By Jaya Josie | China Daily | Updated: 2015-12-09 14:05

A worker admires a display of miniature high-speed railway trains by China Railway Rolling Stock Corporation at an exhibition in Johannesburg, South Africa, on Wednesday. LUCIE MORANGI / China daily

In mid November 2015 I attended the 6th World Forum on China Studies in Shanghai and met two young African female student participants from Nigeria. One of them, an exchange student and resident in Shanghai, volunteered to take us out shopping to buy souvenirs.

During the excursion I was struck by the positive and varied responses and reactions we received from local people on the underground and walking around the markets. I was from South Africa and the students were from Nigeria. We were in Shanghai to learn whether, leading up to the summit of the Forum for China-Africa Cooperation (FOCAC) in Johannesburg, December 2015, the dream that China was building can help us in Africa build our own dreams for development.

On the flight back to South Africa I realized that Africa, home to over 1.1 billion people from 54 countries, is fast becoming a focus of China’s new multilateral approach to development.

As China’s new strategy is expected to grow its economy by 6.3% in 2016 there is evidence to suggest that China’s interconnected economy is refocusing its international investment towards emerging and developing economies as they show greater dynamism and growth potential. Compared to 2.2%, growth projections in advanced economies China is relatively still the best possible international development partner for emerging and developing economies.

Overall emerging and developing economies are expected to grow by 4.5% in 2016, with Sub Saharan Africa at 4.3%, and low income developing countries at 5.8% (IMF, World Economic Outlook, October 2015).

During the FOCAC Summit on 4-5 December 2015 President Xi Jinping announced international investments for Africa to the value of US$60 billion over the next three years. However, the announcement and Summit declaration was met by much scepticism from commentators who believe that FOCAC and BRICS lack the capacity and agency to follow through with decisions taken at summits.
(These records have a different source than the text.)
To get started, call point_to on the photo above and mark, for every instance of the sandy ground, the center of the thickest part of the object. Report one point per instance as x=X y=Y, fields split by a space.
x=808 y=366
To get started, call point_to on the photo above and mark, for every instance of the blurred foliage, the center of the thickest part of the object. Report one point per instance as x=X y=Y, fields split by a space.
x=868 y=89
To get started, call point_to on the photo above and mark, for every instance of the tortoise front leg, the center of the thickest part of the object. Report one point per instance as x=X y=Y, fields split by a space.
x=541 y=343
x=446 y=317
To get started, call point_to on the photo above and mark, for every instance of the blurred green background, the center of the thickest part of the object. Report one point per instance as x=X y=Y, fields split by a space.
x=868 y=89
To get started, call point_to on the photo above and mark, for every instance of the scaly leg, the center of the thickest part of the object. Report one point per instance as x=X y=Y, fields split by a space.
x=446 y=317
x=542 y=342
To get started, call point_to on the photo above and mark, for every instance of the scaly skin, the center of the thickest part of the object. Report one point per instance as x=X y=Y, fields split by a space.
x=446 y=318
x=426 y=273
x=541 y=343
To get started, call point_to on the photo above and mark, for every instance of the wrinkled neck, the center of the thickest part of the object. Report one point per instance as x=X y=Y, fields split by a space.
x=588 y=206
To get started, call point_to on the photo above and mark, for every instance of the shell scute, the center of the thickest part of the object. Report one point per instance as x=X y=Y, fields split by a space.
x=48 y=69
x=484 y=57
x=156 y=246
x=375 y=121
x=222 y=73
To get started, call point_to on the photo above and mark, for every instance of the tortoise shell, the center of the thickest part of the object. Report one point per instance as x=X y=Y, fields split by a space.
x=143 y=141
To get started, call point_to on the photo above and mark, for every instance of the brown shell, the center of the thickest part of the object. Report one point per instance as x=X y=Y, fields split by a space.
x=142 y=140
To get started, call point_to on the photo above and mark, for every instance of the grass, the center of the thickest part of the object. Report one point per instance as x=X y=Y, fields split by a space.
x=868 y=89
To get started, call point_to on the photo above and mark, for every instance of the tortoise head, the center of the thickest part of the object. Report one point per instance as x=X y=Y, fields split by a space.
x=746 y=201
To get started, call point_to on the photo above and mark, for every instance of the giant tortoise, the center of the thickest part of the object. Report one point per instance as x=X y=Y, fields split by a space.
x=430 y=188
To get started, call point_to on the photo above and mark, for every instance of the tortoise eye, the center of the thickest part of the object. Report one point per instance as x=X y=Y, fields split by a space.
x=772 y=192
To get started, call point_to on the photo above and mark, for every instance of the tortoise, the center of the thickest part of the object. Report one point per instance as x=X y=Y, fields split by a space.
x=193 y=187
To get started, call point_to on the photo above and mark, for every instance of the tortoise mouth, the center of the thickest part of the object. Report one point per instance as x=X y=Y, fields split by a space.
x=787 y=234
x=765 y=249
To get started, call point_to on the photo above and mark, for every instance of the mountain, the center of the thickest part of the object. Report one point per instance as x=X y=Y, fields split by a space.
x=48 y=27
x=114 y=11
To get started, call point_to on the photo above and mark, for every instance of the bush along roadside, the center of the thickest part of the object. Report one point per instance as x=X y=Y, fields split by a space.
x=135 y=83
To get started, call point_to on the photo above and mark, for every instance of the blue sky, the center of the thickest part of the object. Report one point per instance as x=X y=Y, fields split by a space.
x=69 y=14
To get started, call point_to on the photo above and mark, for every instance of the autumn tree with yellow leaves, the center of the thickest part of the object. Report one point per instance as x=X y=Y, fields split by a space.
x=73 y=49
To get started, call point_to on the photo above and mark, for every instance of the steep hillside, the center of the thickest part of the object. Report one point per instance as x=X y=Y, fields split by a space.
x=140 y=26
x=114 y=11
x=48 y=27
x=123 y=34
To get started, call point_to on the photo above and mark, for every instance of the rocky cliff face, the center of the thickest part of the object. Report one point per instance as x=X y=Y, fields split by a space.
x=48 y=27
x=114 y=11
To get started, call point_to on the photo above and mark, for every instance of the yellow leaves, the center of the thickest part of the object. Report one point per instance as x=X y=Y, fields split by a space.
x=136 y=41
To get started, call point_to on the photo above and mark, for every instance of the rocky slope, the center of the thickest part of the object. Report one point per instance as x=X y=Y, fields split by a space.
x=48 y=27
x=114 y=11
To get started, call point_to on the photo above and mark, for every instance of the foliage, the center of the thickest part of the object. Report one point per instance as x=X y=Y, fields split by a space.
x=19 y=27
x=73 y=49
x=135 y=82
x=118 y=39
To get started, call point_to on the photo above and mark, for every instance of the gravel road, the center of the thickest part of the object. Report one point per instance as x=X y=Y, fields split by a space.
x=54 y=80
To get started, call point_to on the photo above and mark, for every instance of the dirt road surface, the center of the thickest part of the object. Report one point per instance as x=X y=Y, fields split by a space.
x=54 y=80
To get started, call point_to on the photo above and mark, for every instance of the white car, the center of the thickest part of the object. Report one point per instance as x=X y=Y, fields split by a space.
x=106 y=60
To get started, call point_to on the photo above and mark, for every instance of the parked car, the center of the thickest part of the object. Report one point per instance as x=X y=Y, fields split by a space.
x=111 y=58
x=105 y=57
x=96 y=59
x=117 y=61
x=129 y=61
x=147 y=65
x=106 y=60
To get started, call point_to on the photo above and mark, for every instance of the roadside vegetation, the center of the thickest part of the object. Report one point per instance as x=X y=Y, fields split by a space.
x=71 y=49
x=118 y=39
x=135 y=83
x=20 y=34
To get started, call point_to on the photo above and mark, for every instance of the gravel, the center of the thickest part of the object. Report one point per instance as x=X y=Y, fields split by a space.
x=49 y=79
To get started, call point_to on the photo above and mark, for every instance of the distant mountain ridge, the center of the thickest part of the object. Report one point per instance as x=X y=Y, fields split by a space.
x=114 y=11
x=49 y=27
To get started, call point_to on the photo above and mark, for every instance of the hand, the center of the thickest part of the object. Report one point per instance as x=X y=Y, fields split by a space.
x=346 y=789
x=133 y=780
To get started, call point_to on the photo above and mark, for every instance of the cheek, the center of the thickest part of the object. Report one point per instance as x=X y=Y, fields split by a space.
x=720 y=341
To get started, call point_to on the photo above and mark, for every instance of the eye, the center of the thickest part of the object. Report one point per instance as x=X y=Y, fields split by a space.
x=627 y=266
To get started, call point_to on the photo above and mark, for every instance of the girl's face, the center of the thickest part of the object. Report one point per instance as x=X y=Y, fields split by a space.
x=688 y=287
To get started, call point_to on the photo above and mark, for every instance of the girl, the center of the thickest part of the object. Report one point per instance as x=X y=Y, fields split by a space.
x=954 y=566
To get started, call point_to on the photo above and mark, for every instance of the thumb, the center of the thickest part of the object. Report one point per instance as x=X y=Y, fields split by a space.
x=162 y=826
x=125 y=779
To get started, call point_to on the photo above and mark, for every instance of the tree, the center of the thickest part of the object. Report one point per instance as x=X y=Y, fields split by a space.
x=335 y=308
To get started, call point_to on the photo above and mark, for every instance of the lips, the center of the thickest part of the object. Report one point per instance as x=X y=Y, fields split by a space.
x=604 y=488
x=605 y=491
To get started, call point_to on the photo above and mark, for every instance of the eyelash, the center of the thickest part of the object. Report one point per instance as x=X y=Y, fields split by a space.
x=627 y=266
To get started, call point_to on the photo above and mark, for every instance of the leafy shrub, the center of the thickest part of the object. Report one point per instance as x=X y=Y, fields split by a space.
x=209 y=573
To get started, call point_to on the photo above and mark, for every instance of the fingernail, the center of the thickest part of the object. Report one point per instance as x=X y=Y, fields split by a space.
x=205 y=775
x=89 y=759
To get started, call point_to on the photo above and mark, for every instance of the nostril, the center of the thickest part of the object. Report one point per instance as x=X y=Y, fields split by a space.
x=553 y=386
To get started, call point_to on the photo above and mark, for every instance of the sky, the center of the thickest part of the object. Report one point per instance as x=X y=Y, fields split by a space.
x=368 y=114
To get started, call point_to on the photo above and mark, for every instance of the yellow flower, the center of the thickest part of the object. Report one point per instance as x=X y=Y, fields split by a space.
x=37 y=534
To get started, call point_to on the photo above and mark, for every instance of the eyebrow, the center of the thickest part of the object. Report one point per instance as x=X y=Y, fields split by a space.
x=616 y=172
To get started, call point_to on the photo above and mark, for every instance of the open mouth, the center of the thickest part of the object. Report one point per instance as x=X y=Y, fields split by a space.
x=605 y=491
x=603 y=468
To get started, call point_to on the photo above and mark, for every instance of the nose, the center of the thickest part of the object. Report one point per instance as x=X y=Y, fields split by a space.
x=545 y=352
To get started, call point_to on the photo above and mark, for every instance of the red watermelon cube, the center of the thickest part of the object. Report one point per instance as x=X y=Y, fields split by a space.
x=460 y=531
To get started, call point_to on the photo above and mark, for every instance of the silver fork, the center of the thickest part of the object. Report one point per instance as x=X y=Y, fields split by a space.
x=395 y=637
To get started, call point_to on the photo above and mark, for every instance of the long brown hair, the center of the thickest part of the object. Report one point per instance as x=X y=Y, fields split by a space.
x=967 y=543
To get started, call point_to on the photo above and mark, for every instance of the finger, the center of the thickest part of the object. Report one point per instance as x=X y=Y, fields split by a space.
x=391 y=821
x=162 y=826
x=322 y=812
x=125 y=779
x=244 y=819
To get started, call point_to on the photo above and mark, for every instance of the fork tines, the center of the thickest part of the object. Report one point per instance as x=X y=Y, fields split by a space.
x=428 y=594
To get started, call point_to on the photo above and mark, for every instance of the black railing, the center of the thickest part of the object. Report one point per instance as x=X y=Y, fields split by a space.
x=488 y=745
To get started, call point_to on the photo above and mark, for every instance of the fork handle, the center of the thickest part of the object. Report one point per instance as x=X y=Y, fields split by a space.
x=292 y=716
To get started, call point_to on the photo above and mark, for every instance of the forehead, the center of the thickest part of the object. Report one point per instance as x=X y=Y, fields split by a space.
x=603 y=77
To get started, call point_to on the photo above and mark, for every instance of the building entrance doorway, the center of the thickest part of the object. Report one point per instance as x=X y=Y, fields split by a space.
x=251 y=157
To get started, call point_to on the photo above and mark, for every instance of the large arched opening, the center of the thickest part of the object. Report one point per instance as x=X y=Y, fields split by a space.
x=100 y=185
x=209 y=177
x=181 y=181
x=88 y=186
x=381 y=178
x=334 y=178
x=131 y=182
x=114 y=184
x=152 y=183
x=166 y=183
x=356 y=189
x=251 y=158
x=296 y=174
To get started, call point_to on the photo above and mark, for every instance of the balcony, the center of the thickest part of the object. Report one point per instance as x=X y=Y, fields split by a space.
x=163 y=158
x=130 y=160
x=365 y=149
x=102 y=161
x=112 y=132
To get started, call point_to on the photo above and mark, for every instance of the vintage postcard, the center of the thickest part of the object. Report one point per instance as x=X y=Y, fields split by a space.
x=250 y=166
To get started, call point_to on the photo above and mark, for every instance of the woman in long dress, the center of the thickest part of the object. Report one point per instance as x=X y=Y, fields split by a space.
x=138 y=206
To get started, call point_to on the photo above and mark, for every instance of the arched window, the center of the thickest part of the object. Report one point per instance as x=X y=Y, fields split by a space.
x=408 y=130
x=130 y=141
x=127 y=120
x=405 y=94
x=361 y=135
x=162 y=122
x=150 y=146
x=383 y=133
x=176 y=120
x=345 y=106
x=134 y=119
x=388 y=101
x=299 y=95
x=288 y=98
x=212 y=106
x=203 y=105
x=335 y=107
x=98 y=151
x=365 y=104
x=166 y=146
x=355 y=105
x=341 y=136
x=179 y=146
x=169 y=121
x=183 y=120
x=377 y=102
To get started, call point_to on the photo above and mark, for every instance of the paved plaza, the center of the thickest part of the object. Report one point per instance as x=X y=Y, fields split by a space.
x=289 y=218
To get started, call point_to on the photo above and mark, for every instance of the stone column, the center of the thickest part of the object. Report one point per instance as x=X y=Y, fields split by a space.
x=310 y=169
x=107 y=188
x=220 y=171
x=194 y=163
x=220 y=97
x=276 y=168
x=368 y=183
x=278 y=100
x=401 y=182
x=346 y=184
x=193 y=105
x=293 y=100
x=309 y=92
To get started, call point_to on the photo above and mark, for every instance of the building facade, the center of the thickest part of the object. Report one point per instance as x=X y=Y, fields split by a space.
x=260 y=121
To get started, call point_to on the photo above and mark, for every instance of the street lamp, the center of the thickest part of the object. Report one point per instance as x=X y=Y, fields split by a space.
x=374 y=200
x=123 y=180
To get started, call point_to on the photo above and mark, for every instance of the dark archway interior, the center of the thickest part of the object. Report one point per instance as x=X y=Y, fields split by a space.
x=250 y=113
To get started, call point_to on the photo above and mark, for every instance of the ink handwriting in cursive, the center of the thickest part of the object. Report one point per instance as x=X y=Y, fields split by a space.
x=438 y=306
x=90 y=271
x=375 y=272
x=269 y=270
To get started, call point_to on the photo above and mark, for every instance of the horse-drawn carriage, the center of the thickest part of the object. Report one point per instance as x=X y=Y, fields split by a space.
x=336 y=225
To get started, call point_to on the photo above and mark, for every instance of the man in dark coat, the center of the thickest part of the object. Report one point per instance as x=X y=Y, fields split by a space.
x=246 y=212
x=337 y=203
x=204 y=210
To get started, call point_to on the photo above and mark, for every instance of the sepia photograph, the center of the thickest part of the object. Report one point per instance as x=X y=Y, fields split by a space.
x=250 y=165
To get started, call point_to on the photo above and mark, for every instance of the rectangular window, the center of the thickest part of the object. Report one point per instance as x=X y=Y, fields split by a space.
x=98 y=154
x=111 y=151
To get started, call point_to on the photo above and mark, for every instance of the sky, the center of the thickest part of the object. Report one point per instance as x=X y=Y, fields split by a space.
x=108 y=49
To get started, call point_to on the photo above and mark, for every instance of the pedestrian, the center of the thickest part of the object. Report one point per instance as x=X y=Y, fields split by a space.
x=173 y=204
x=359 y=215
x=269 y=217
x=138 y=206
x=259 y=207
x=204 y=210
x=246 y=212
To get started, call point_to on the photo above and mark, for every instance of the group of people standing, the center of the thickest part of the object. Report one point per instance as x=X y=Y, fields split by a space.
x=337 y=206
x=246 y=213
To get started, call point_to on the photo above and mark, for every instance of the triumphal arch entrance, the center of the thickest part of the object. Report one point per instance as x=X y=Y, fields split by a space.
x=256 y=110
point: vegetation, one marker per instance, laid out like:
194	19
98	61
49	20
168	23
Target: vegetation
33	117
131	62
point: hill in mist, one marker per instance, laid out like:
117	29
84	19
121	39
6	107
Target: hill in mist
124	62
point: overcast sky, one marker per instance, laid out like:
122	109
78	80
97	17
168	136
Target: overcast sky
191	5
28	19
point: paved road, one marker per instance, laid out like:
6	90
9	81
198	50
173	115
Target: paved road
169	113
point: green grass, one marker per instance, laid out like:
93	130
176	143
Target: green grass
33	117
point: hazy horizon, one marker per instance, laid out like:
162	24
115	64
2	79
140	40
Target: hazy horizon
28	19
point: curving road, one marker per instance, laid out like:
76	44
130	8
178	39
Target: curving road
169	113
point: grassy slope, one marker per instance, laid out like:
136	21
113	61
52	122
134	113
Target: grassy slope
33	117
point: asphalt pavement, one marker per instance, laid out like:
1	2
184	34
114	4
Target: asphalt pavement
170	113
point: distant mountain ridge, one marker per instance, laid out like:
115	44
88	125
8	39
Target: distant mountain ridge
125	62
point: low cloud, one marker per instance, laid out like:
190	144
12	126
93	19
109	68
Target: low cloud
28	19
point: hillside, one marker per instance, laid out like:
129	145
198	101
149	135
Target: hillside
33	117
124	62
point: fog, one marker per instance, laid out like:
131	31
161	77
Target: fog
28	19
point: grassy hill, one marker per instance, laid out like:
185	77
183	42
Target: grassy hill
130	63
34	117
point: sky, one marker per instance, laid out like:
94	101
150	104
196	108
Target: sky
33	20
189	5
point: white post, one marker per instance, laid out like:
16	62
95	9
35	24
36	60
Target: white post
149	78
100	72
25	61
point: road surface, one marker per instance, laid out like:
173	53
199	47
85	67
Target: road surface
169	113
Similar comments made the headlines following the BRICS UFA Summit in Russia in July 2015. These negative reactions however were very quickly neutralized with the International Monetary Fund’s (IMF) decision on 30 November 2015 to accord the Renminbi (RMB) international reserve currency status. This decision will be instrumental in consolidating China’s multilateral approach to international trade and investment cooperation with its partners in FOCAC, BRICS, the Shanghai Cooperation Organization (SCO) and the Eurasian Economic Union (EEU).

The absence of an alternative reserve currency to the US Dollar has always been a major constraint in economic relations between China and its African and BRICS partners in the past. With the establishment and putting into operation of the BRICS New Development Bank in Shanghai and Johannesburg, and the availability of the RMB, it is clear that FOCAC and the BRICS groups will be well equipped to implement trade and investment decisions of their respective summits. By the same token the Asian Infrastructure Investment Bank (AIIB) will provide a key investment instrument for ASEAN, Russia and the EEU.

As China assumes leadership, and gets ready to host the 2016 G20 Summit, its international responsibility will be strengthened by its new One Belt One Road (OBOR) strategy to drive domestic demand, employment and global economic recovery along a route that brings together emerging and developing economies.

This approach will be shaped by its membership in BRICS, SCO, EEU, and the FOCAC and is expected to generate annual trade surpassing US$2.5 trillion in 10 years. The RMB reserve currency, the NDB and AIIB, and the BRICS Contingency Reserve Arrangment (CRA) will provide the necessary financial policy instruments to support its pursuit of international investment and an interconnected economy.

Dr. Jaya Josie, is a development economist and head of the BRICS Research Centre of the Human Sciences Research Council, South Africa.

The opinions expressed here are those of the writer and don't represent views of China Daily website.